Mark Zuckerberg, chief executive officer of Meta Platforms Inc., wears a pair of Meta Oakley Vanguard AI glasses during the Meta Connect event in Menlo Park, California, US, on Wednesday, Sept. 17, 2025.
Meta shares fell about 7% in extended trading on Wednesday after the company reported lower-than-expected capital expenditures, or capex, and missed on user growth.
Meta attributed its quarter-over-quarter drop in users in part to "internet disruptions in Iran."
Here's how the company did, compared with estimates from analysts polled by LSEG:
Earnings per share : $7.31 adjusted vs. $6.79 estimated
: $7.31 adjusted vs. $6.79 estimated Revenue: $56.31 billion vs. $55.45 billion estimated
Revenue climbed 33% from $42.3 billion a year earlier, marking the fastest quarter for growth since 2021. The jump reflects Meta CEO Mark Zuckerberg's focus on artificial intelligence investments, which have yet to produce new revenue streams but have strengthened the company's core advertising business.
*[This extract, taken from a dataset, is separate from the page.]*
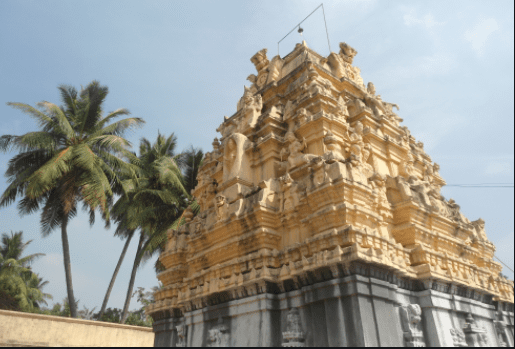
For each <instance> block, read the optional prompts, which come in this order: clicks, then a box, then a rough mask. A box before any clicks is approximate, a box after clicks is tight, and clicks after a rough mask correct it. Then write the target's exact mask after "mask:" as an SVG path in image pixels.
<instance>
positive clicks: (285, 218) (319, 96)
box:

Zuckerberg has spent the past three months continuing his company's deeper push into AI following a strategy shift and talent overhaul that he initiated in June with the $14.3 billion investment in Scale AI and the hiring of CEO Alexandr Wang.
The company reported first-quarter daily active people, or DAP, of 3.56 billion, a 4% increase from the previous year but a more than 5% drop from the fourth quarter. Wall Street was projecting that DAP would come in at 3.62 billion.
Meta said in the war in Iran and "a restriction on access to WhatsApp in Russia" were to blame. Meta and three other hyperscalers — Alphabet , Amazon and Microsoft — all reported results on Wednesday, updating investors for the first time since the U.S. began combat operations in Iran in late February.